The future history of football: predicting the next sixty years

Like many people who went to elementary school in the 1980s, I grew up listening to wonderful stories of what the world would be like in 2000. Based on the fictions disseminated by my various teachers, we face one of the two future results: Soviet Union (remember them?) Would trigger a thermonuclear war, or we would all be spinning in jetpacks and flying cars, wearing strangely combined monkeys and eating only large pills and colored liquid. Of course, none of those things happened, and although my car is very attached to the mainland, the intervening years have brought a series of changes to society, which nobody would have predicted in 1984.

The point, I suppose, is that the forecasting business is, at best, a trap and, at worst, an opportunity for people to write things that subsequent events will make fun of. Football is not immune to stupid predictions, as anyone who has followed Pele's occasional comments in the press knows it very well. So, wanting to look to the future of football, but without wanting to expose myself to the ridicule of being shown that I am wrong, I will look towards the year 2062 and tell you what the world of football will be like in 54 years. By then I will be 85 years old, which means that I will be dead, senile or so happy that I finally got my flying car that I won't mind that I wrote something 54 years ago that makes me look silly. If I'm lucky, I would have seen my nineteenth World Cup. So what will Brian Fobi have seen in 2062?
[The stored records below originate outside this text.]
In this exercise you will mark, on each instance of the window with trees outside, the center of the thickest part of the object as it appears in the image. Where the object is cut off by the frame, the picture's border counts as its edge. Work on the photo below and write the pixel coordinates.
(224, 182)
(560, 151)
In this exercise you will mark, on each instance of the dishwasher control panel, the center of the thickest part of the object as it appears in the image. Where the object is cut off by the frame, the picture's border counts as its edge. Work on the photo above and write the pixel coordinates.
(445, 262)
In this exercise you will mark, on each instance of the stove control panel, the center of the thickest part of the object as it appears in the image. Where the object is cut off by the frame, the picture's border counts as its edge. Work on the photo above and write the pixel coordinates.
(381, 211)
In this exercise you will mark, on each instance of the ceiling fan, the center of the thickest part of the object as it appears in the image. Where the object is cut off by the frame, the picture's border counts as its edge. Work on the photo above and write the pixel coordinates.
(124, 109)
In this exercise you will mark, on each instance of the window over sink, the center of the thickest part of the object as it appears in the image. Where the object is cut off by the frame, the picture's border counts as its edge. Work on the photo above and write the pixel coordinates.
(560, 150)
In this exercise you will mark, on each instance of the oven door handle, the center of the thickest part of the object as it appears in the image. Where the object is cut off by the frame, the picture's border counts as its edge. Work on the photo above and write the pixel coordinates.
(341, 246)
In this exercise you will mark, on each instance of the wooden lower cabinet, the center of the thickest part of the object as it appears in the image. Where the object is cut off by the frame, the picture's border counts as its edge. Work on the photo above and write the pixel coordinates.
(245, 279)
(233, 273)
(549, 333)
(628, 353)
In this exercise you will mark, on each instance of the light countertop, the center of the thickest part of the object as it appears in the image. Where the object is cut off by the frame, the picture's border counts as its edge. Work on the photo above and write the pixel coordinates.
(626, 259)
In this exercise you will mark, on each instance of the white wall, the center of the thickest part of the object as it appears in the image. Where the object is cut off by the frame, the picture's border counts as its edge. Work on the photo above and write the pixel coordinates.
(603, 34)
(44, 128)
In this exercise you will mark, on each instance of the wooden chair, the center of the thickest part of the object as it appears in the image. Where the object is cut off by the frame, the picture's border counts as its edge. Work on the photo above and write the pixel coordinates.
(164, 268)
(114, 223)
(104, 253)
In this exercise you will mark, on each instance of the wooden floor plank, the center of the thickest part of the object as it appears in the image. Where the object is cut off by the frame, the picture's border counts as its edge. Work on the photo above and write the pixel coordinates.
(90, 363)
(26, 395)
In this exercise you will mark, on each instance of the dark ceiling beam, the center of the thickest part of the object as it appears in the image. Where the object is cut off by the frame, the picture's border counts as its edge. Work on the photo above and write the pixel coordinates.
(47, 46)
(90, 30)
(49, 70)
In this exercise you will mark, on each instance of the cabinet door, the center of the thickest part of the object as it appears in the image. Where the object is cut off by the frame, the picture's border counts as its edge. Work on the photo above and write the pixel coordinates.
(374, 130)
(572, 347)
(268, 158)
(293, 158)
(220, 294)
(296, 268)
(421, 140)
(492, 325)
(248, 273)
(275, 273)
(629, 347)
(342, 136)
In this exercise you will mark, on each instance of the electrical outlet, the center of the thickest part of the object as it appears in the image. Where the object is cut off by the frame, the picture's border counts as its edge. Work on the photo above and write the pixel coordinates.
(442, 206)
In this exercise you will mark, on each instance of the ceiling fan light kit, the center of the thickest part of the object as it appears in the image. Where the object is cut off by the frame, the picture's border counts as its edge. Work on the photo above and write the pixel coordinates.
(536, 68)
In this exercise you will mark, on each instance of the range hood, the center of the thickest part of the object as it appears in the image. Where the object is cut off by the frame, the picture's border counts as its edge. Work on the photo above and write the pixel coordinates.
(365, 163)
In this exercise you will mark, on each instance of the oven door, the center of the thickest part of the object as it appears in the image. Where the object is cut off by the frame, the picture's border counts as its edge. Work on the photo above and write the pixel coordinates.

1. England will not yet have won another World Cup. At the close of the 2062 World Cup, England fans will look forward to the 2066 Cup, knowing that fate will certainly be on their side as they contemplate the centenary of their last victory. England is the consummate quarter-final, and you can look back at Ronaldinho's hundred years of goals, Beckham's red cards, Rooney's red cards and Brookyln Beckham's red cards, and believe they are cursed, but the truth They are not that good. .

2. China will remain the next big thing. Based on everything you read in the news, in 40 years the Chinese will own, operate, manufacture, manage and dominate everything. FIFA expects great things from China, and certainly between then and now China will host at least one World Cup, but probably two. Chinese women will continue to do well, but unless many things change, I do not see that China brings together the type of national league and youth system necessary to produce 11 world class players. Also, be careful with Bubble Soccer. China could continue to grow at 10% over the next 50 years, or we can discover that a managed state and economy cannot bear the burden of its first major economic downturn. That discussion is best served elsewhere on another day, but it is enough to say that I am still not convinced of the perpetually bright future of China, and this goes doubly for football.